アンコール〜知られざるジョセフ・スペンス/ジョセフ・スペンス
ぼくがジョセフ・スペンスという名前を知ったのは、たぶん大方の同世代洋楽ファンの方々同様、ライ・クーダーの1972年のアルバム『紫の峡谷(Into the Purple Valley)』というアルバムを聞いたときだった。「天国からの夢(Great Dream from Heaven)」という曲が入っていて。その作者クレジットに、ジョセフ・スペンスという名前が記されていた。
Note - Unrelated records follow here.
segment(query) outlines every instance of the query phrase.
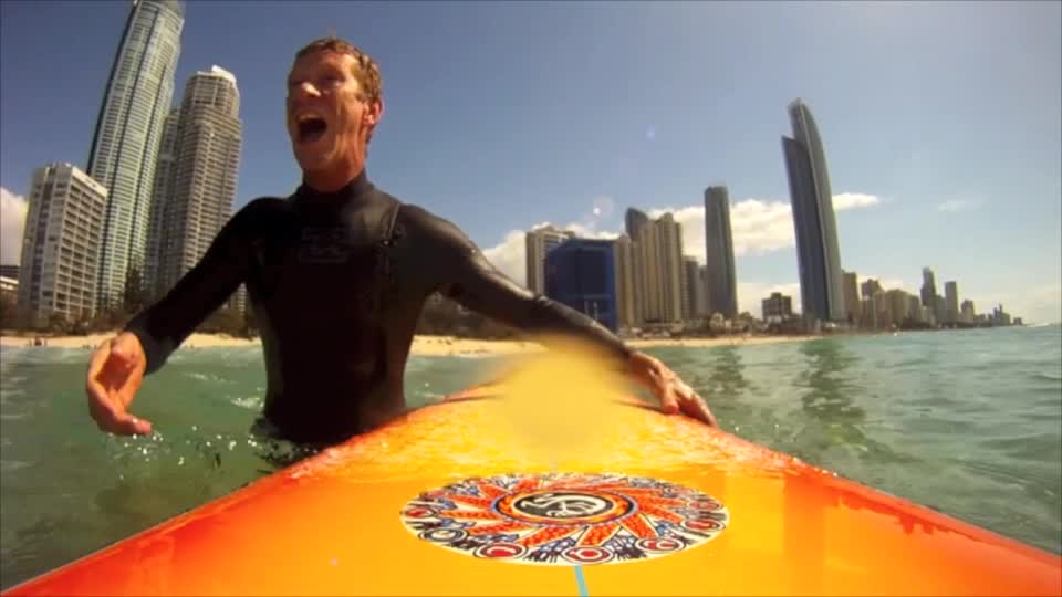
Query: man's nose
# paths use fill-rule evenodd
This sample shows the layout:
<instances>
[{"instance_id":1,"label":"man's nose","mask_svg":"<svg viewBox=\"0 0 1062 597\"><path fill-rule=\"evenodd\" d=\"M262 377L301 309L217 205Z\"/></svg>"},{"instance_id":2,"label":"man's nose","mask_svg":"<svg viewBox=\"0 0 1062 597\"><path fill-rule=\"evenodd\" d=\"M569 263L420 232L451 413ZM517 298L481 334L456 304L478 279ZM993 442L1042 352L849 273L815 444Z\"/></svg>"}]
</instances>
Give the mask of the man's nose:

『ライト・ミュージック』誌かなんかにコピーTab譜が載っていたんだったかな? ドロップDチューニングのアコースティック・ギター・ソロ曲。3拍子の短いインストだったのだけれど、なんだかのんびりしたムードがクセになって。よく自分でも真似して弾いたりしたものです。でも、そのときはまだこのジョセフ・スペンスという人を深掘りすることもなくやり過ごしていて。本格的にこの人に興味を持ってオリジナル音源を聞くようになったのは、数年後、1978年になってからのことだった。
その年、ライ・クーダーが『ジャズ』というアルバムを出して。そこにジョセフ・スペンスがアダプトしたトラディショナル曲が、今度はなんと3曲も入っていた。「顔を見合わせて(Face to Face That I Shall Meet Him)」と「ハッピー・ミーティング・イン・グローリー」と「いつか幸せが(We Shall Be Happy)」。こうなるともう気にするなというほうが無理。というわけで、アーフーリー・レコードから出ていた『グッド・モーニング・ミスター・ウォーカー』というアルバムを手に入れた。この辺の流れもきっと大方のライ・クーダー・ファンと同じに違いない。
ジョセフ・スペンス。バハマのアンドロス島出身のフィンガー・ピッキング・ギタリストだ。1910年に牧師の息子として生まれ、漁業をやったり、農業やったり、石切工をしたり、大工さんやったり、いろんなことしながら、出稼ぎに行ったアメリカで覚えた様々な歌を余暇にギターを弾きながら披露していた。そうこうする中、音楽学者のサミュエル・チャーターズが彼を“発見”。1959年にフィールド・レコーディングされたアルバムをフォークウェイズ・レコードからリリースして注目の存在に。
まあ、未熟なぼくの場合、そのあまりにも独特すぎる持ち味に、アーフーリー盤を最初に通して聞いたとき、正直“なんじゃこりゃ…?”と面食らったわけですが(笑)。でも、そうは言っても、ライ・クーダーがこれほど影響されているくらいだし。他にもジェリー・ガルシアやデヴィッド・リンドレー、リチャード・トンプソン、タジ・マハールあたりも思いきりハマっていたらしいし。それはそれはすごい人なんだろうと、繰り返し繰り返し聞き続けて。
やがて、前述フォークウェイズ盤とか、ジム・クエスキン・ジャグ・バンドのフリッツ・リッチモンドがバハマのナッソーに出向いて録音してきたエレクトラ盤とかも聞くようになって。だんだんと、その独特の、ほんわか温かく、のんびりした歌心に貫かれていて、どこまでも自由で、豊かで、でも確かなグルーヴとテクニックに裏打ちされたギター・プレイのとりこになった。のほほんと脱力したヴォーカルというか、スキャットというか、語りというか、独特の歌声にもものすごく惹かれた。クセになった。
と、そんな、超マイペースながらも超偉大なギタリスト、ジョセフ・スペンスのレア音源を満載したアルバムがリリースされた。それが本作『アンコール〜知られざるジョセフ・スペンス』だ。録音されたのは1965年。エレクトラ盤が出たちょっと後くらい。いい時期だ。そんな時期に、ライヴで、あるいはニューヨークのアパートの一室で、ナッソーの自宅で、妹さんエディス・ピンダーのおうちで…と、4カ所のロケーションでレコーディングされながらなぜかお蔵入りしていた貴重音源群。それがこのほどめでたく蔵出しとあいなった。
おなじみ「ビミニ・ギャル」のライヴ・ヴァージョンだけ以前スミソニアン・フォークウェイズのコンピレーション・ボックスみたいなやつで既発の音源。あとは、代表曲「アウト・オン・ザ・ローリング・シー」(ヴァン・ダイク・パークスが1970年にポップ・サイケ感覚全開でカヴァーしたヴァージョンの存在を『ディスカヴァー・アメリカ』のCDボーナス・トラックで知ったときは、ものすごくうれしかったものです)とかも含めて、すべて未発表パフォーマンスだ。本作でしか聞けない初出し楽曲も2曲あり。
独学によるドロップDチューニングのギター・プレイによるジョセフ・スペンスのスピリチュアル、ヒム、ゴスペル、フォーク。それらがこのクソ暑い毎日にクーラーとはまたひと味違う涼をもたらしてくれます。お試しあれ。スペンス初体験の方には詳細な日本語ライナーがついた国内盤(Amazon / Tower)がよろしいかも。